Auto LED Lighting to Achieve Supply-Demand Balance in China in 5 Years
First LED brake light in
2010/04/02 | By Quincy LiangThe global market revenue of light-emitting diode (LED) auto lamps is expected to nearly double from US$690 million in 2007 to US$1.2 billion in 2012, achieving a market penetration of about 8%, at a compound annual growth rate (CAGR) of 13% during the period, according to the statistics compiled by Industrial Economics & Knowledge Center (IEK) of Taiwan.
The LED lamp installed as a third brake lamp, typically mounted at the bottom-edge of rear windows or at top edge of trunks for better visibility, reportedly has a very high penetration rate. The story differs for LED headlamps, currently installed on very few luxury cars as standard equipment and typically can be ordered as options at added cost for more popular-priced models; these headlights are forecast to gain a market penetration of a modest 3% in 2011, mostly due to considerable competition from high-intensity discharge (HID) counterparts.
Likely due to ease of design, manufacture, with LEDs being easier to install in taillights without as much concern for issues as glare and focus, LEDs in taillights are predicted to achieve rising-star status over the next few years by winning a market penetration of about 28% in 2011, relative to 15% for 2010.
As in non-automotive applications, LEDs have been touted as potentially the next green lighting solution. Despite existing weaknesses as thermal dissipation, glare and relatively higher retail prices, LEDs are being embraced as a potential revolution in eco-friendly automotive lighting, widely studied by major global companies and research institutes.
Contrasting its shortfalls, LEDs last far longer than incandescents and other light sources, as well as boasting short response time, compactness, lightweight and matrix-configuration in original form. However and especially for headlights, LEDs currently lack the lumen output relative to say halogens and even quartz headlamps; but its very small matrix-form allows for excellent design freedom, allowing panels of LEDs to be set in wide ranging forms. But as indicators that call for high intensity output without needing directed focus, LEDs fill the bill, such as for taillights, side markers etc.
Mature Technology
According to Weiwang Bulbs Co., Ltd., a Taiwan-invested maker of automotive LEDs in China, says that the company targets relatively mature automotive products as indicator lamps, such as turn signals, brake lamps etc. The maker is also working on LED headlights but admits to needing more time to achieve product reliability needed for real-world applications.

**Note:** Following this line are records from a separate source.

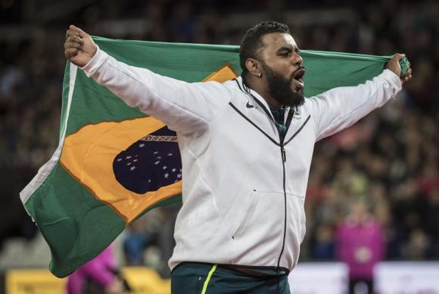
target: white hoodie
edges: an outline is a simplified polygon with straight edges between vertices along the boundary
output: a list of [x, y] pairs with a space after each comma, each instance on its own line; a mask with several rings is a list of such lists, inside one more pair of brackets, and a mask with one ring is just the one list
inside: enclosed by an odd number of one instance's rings
[[357, 87], [305, 100], [280, 142], [269, 107], [241, 78], [187, 83], [128, 66], [98, 49], [85, 73], [177, 133], [182, 207], [169, 260], [296, 264], [314, 144], [382, 106], [401, 89], [388, 69]]

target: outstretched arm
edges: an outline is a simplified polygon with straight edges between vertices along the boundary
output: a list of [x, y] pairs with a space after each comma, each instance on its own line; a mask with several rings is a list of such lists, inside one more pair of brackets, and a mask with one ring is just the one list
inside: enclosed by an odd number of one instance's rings
[[117, 61], [73, 25], [66, 33], [64, 53], [87, 76], [128, 105], [139, 107], [181, 133], [202, 131], [230, 100], [228, 90], [218, 82], [188, 83]]

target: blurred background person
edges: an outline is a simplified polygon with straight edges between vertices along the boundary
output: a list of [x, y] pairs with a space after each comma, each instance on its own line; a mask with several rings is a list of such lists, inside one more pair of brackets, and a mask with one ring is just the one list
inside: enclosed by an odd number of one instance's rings
[[356, 199], [337, 231], [337, 256], [349, 269], [349, 294], [364, 293], [361, 287], [373, 293], [373, 268], [383, 259], [384, 249], [381, 224], [364, 201]]
[[67, 294], [123, 294], [129, 289], [120, 277], [110, 245], [67, 277]]

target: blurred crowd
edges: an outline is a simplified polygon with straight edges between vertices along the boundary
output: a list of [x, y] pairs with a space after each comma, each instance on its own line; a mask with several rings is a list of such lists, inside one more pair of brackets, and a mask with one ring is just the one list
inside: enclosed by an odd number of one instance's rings
[[[8, 220], [0, 223], [0, 243], [11, 236], [32, 238], [35, 234], [18, 194], [58, 146], [65, 64], [62, 38], [68, 24], [102, 36], [239, 45], [250, 26], [271, 19], [287, 23], [302, 49], [404, 52], [414, 71], [413, 80], [396, 100], [317, 144], [302, 260], [337, 259], [337, 228], [350, 204], [359, 199], [368, 203], [383, 229], [385, 259], [439, 259], [438, 2], [82, 2], [88, 4], [68, 19], [63, 16], [36, 23], [41, 29], [36, 36], [0, 41], [0, 210], [2, 219]], [[19, 14], [8, 17], [3, 25], [25, 21]], [[178, 209], [156, 210], [152, 220], [171, 222]], [[124, 234], [127, 240], [134, 236], [141, 241], [127, 243], [128, 264], [165, 264], [172, 240], [169, 230], [163, 233], [154, 221], [134, 225]], [[139, 244], [140, 249], [132, 248]], [[133, 250], [141, 251], [140, 260], [129, 255]]]

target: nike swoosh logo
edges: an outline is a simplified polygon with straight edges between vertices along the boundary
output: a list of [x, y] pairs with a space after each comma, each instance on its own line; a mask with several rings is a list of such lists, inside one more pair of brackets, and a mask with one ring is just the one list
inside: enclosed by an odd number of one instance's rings
[[250, 102], [248, 101], [247, 101], [247, 104], [246, 104], [246, 107], [247, 107], [248, 109], [252, 109], [252, 108], [254, 108], [254, 106], [250, 104]]

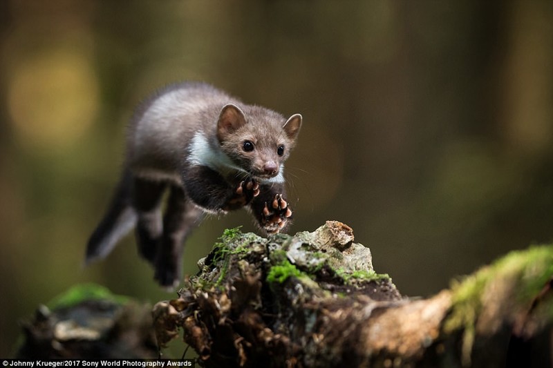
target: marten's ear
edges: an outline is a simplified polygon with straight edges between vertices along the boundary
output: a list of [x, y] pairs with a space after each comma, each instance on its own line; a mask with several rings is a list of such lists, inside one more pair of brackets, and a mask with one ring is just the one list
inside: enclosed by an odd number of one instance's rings
[[301, 115], [299, 114], [294, 114], [290, 117], [290, 119], [286, 120], [282, 128], [286, 132], [286, 135], [290, 139], [295, 139], [299, 133], [299, 128], [301, 126]]
[[229, 134], [246, 124], [244, 113], [240, 108], [232, 104], [223, 106], [217, 122], [217, 138], [223, 142]]

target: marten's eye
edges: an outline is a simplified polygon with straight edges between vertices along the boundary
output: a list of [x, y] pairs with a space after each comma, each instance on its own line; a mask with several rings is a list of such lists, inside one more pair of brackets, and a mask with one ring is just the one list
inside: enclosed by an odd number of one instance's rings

Echoing the standard merits of LEDs, the maker says that such bulbs used in automotive applications also boast many advantages, including energy-efficiency, dimmablility, high color rendering, longer durability and better reliability, shorter response time, compactness, lightweight etc., without mentioning that durability is especially important in automotive applications due to a light source being subject to impact, extreme thermal variations especially within enclosed housings, foul weather etc.
Perhaps indicative of the current business climate, the LED automotive lighting market is also, according to Weiwang, drawing increasingly more modestly-sized operators, newcomers to the sector, including electronics or hardware makers, hence intensifying the competition.
First Brake Light
The first LED brake light in China was installed on a locally produced car built by the Shanghai Automotive Industry Corp. (SAIC) in 2000, with the pioneering LED lamp developed by SAIC's engineering center and Shanghai Koito Automotive Lamp Co. Ltd., who turn out some 200,000 units yearly.
The heavyweight producers in the global automotive LED sector are Lumileds Lighting of the USA and Osram of Germany, altogether commanding some 55% of the market. Nichia of Japan, supplying about 10% of the global automotive-LEDs, produces higher quality LEDs, especially white- and blue-light models, but at relatively higher prices. Makers in Taiwan supply about 10% of the global demand but focus on LED packaging, with their products mainly serving mid- to low-end automotive applications.
Industry experts in China say the local LED line is expected to be developed further to achieve balanced supply-to-demand, gradually meeting the massive domestic demand in five years. So far Taiwan makers are positioned to their advantage, being the biggest LED-chip supplying bloc to China, where most Chinese LED companies are packagers.